Mutluluk böyle bir şey miydi? Rüzgar ile eve dönerken gergin hissettiğim için beni rahatlatmıştı, bana her şeyin yoluna gireceğini söylemişti ki o anda ihtiyacım olan şey tam olarak buydu. Evden içeri el ele girmiştik ve annemin gülümseyen suratına bakmak üzerimden büyük bir yük kalktığını hissetmiştim. Yalnız değildim. Bu duygunun güzelliğini bu kadar geç tatmak belki kötü bir şeydi ama geç ulaşılan her şey daha kıymetli olmaz mıydı zaten?

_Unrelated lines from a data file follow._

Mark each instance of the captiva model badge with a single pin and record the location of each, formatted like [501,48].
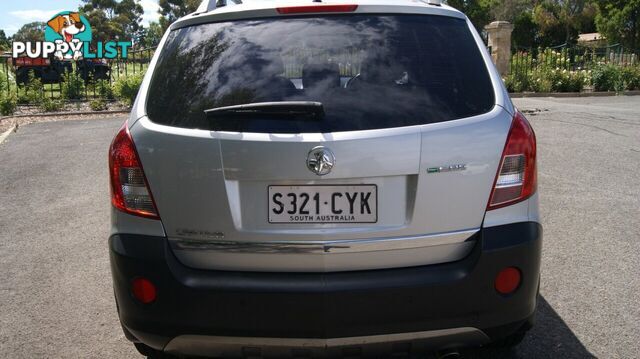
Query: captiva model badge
[320,160]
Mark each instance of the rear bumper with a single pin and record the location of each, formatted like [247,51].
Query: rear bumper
[228,313]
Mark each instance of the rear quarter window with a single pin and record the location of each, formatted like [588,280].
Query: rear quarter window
[368,71]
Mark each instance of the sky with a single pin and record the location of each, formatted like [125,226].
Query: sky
[15,13]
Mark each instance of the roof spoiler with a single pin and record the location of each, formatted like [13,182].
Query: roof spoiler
[210,5]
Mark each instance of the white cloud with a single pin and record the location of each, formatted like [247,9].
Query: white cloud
[150,11]
[34,15]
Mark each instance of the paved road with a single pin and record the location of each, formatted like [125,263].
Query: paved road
[55,287]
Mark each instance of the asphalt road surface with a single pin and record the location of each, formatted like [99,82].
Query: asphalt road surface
[55,286]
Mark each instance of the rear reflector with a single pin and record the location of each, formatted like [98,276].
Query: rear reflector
[316,9]
[508,280]
[129,189]
[516,178]
[143,290]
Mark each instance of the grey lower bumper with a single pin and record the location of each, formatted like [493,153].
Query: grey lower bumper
[312,347]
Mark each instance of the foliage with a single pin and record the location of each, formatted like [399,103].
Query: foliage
[113,20]
[172,10]
[550,71]
[152,35]
[72,86]
[104,90]
[126,88]
[525,31]
[31,92]
[619,21]
[8,103]
[507,10]
[607,77]
[98,105]
[48,104]
[31,32]
[4,41]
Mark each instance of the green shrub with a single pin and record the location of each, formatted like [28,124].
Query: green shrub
[31,92]
[518,82]
[72,86]
[104,90]
[49,105]
[607,78]
[631,78]
[98,105]
[566,81]
[8,104]
[126,88]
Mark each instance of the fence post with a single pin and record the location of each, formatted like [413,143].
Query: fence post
[500,42]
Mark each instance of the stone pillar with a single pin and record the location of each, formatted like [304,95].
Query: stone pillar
[500,43]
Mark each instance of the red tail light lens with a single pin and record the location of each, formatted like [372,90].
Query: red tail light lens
[143,290]
[129,189]
[508,280]
[316,9]
[516,179]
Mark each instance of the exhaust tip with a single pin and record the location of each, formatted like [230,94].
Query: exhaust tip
[448,354]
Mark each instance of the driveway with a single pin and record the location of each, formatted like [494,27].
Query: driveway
[55,288]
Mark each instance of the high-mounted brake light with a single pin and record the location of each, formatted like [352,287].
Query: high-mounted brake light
[516,179]
[316,8]
[129,188]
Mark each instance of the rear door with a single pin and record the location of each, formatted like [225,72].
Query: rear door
[396,172]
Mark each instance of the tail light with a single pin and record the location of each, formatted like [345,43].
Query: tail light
[129,188]
[516,179]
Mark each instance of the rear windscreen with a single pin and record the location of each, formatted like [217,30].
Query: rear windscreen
[367,71]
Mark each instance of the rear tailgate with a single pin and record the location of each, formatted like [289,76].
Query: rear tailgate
[212,193]
[411,130]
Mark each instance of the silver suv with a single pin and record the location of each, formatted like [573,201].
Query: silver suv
[323,178]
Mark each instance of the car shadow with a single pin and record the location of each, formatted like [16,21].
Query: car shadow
[549,338]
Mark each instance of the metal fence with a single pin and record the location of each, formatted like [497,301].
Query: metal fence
[570,58]
[17,75]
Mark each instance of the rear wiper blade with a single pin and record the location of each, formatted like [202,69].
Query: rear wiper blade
[291,109]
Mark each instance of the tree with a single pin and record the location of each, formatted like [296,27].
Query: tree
[31,32]
[172,10]
[4,41]
[618,21]
[525,31]
[476,10]
[113,20]
[508,10]
[558,20]
[153,34]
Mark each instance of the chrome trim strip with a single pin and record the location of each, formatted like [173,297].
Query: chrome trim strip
[202,343]
[326,247]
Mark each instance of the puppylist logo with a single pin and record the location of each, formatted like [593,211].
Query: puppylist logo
[68,36]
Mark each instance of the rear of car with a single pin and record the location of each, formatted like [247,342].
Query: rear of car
[323,178]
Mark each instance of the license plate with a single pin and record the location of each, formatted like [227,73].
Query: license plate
[323,204]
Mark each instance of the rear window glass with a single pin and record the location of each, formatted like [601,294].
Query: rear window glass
[367,71]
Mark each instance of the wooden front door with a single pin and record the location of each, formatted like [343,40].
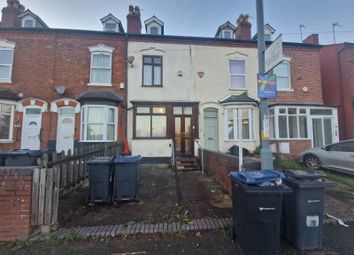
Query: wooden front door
[184,140]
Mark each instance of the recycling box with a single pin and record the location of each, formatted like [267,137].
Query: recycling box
[304,208]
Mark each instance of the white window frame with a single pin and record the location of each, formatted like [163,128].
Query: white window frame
[227,30]
[108,29]
[24,19]
[9,46]
[13,105]
[238,124]
[84,122]
[238,75]
[99,50]
[286,61]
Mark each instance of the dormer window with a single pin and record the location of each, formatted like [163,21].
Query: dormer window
[154,30]
[154,26]
[112,24]
[227,34]
[226,31]
[28,23]
[111,27]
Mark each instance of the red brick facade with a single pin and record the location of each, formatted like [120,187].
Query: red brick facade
[338,84]
[15,204]
[46,59]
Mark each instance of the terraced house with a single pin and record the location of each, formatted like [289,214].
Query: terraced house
[169,95]
[59,87]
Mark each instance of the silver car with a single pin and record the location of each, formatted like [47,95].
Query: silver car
[337,156]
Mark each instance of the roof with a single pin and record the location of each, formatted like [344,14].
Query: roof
[157,20]
[111,16]
[243,98]
[9,94]
[227,24]
[100,95]
[28,12]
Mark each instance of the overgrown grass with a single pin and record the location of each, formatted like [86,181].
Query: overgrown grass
[347,181]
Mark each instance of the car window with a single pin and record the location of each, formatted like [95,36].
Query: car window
[343,147]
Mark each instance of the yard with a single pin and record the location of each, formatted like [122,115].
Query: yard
[163,197]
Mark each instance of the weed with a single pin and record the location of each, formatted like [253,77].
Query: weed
[75,237]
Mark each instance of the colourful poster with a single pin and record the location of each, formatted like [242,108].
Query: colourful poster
[267,87]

Rüzgar benim anlatmama izin vermemişti. Bunun için ona minnettardım, anlatırken ağlamaktan ölesiye korkuyordum çünkü. Herkesin anlayışla karşılamış olması ise mükemmel bir şeydi. Yatağıma huzurla yatmış ve güzel bir uyku çekmiştim. Ancak sabah Yaprak'ın evi inleten sesini duyduğumda sıçrayarak uyandım.
" Karaktersiz! Sen iğrenç bir insansın. Ben senin yüzünden abime bile tavır aldım be! Senin bu yaptığın ne şimdi? "
Yataktan kalkarak koşar adımlarla odasına gittim. Kiminle konuştuğunu son cümlesinde anlamıştım çünkü ancak endişelendiğim şey bu değildi. Daha odasına girmeden duyduğum bir şeylerin kırılma sesi içeri hızla girmeme neden oldu.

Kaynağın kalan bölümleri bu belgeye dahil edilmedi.